Deloitte’s Chinese Capital Markets Group predicts that China’s A-share market in 2023 will record 320 to 370 IPOs raising RMB 394 to RMB 446 billion, versus last year’s 424 new listings raising RMB 586.8 billion. While this predicted performance will still be better than many other IPO markets globally, and in general market sentiment has been tepid amid high interest rates, persistent inflation and geopolitical tensions, China faces some specific challenges that if not addressed effectively could augur ill for the long-term prospects of its stock market. In particular, uncertainty about the business environment of the world’s second largest economy has led to foreign investors pulling back from China’s capital markets. Policies and messaging that emphasize a focus on national security over economic growth suggest that Beijing no longer views foreign investment in the same way.

In recent years, Beijing’s support for consumer internet companies – long favorites of foreign investors – has waned, while it has redoubled efforts to support makers of “hard technologies” seen as strategic.

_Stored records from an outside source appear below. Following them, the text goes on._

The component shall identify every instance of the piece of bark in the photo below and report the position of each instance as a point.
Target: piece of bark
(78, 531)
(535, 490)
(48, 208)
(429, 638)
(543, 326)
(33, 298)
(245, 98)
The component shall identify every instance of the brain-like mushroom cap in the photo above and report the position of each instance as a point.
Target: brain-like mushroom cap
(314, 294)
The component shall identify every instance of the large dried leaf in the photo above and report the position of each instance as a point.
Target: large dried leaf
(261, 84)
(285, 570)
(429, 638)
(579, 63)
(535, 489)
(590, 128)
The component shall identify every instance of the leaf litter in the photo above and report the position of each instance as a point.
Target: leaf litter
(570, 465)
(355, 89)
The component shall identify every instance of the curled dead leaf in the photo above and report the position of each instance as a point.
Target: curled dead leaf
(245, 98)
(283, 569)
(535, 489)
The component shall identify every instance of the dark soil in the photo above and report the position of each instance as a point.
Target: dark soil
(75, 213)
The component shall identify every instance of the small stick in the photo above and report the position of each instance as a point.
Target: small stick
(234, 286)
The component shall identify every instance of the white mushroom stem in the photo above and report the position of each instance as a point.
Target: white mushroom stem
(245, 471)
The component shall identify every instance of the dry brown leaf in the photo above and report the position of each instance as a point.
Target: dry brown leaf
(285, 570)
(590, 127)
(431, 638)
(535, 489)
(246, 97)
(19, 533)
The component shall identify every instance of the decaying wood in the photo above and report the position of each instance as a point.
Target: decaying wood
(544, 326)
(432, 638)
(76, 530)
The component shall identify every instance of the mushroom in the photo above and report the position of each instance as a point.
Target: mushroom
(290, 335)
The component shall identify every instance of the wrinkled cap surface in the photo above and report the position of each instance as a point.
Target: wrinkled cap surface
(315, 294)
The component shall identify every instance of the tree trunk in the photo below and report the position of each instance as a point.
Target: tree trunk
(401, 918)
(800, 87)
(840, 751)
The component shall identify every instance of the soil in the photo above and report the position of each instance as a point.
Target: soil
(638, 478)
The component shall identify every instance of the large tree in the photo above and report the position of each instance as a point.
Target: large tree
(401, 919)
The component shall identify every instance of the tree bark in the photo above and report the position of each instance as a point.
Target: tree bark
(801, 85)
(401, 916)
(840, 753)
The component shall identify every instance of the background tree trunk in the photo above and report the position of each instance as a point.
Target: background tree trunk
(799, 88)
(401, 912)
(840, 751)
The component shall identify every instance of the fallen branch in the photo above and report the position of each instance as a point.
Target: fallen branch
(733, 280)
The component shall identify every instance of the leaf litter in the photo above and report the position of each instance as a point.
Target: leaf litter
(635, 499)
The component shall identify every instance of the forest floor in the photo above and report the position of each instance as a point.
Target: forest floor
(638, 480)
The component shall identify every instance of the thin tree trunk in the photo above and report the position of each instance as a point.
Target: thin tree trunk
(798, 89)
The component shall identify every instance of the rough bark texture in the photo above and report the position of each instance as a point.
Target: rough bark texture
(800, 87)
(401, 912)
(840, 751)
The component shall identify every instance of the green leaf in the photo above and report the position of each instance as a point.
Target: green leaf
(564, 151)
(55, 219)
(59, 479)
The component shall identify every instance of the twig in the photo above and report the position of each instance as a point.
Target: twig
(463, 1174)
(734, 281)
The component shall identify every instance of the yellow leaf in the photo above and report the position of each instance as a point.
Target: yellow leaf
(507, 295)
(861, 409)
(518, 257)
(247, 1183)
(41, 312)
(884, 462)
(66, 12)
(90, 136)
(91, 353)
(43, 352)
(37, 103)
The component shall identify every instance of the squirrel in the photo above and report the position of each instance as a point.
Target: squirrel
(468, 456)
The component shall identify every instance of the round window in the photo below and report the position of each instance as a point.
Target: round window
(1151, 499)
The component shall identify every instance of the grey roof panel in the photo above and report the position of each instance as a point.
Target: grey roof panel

Yet foreign investors will be cautious about investing in Chinese companies in areas like artificial intelligence, semiconductors and aerospace as such firms are squarely in the crosshairs of the U.S.-China rivalry.

In the third quarter, outflows of foreign direct investment (FDI) in China exceeded inflows for the first time, according to data compiled by State Administration of Foreign Exchange. FDI came to minus $11.8 billion, with more withdrawals and downsizing than new investments for factory construction and other purposes. This marked the first negative figure in data going back to 1998.

It is important to note that this outflow of FDI includes a wide range of foreign companies and not just American ones. For instance, in a September survey of member companies by the Japanese Chamber of Commerce and Industry in China, nearly half of respondents said they would not invest in China at all in 2023 or invest less than in 2022.

That said, there are still foreign investors interested in China’s capital markets. Citadel Securities, one of the world's biggest market-making firms, is "actively exploring" establishing a licensed onshore business in China, its chief executive Peng Zhao said last week. If Citadel Securities were to obtain a licence, it would be the first foreign firm to formally foray into market-making in China outside interbank and foreign exchange market making. At least 16 domestic securities brokerage firms have been given the nod to act as market makers in China A shares as of mid-September, official records show.

Over the last two years, Chinese authorities have encouraged the development of market makers, approving more licences and pledging to roll out more types of derivatives as they seek to boost liquidity and draw in more long-term capital.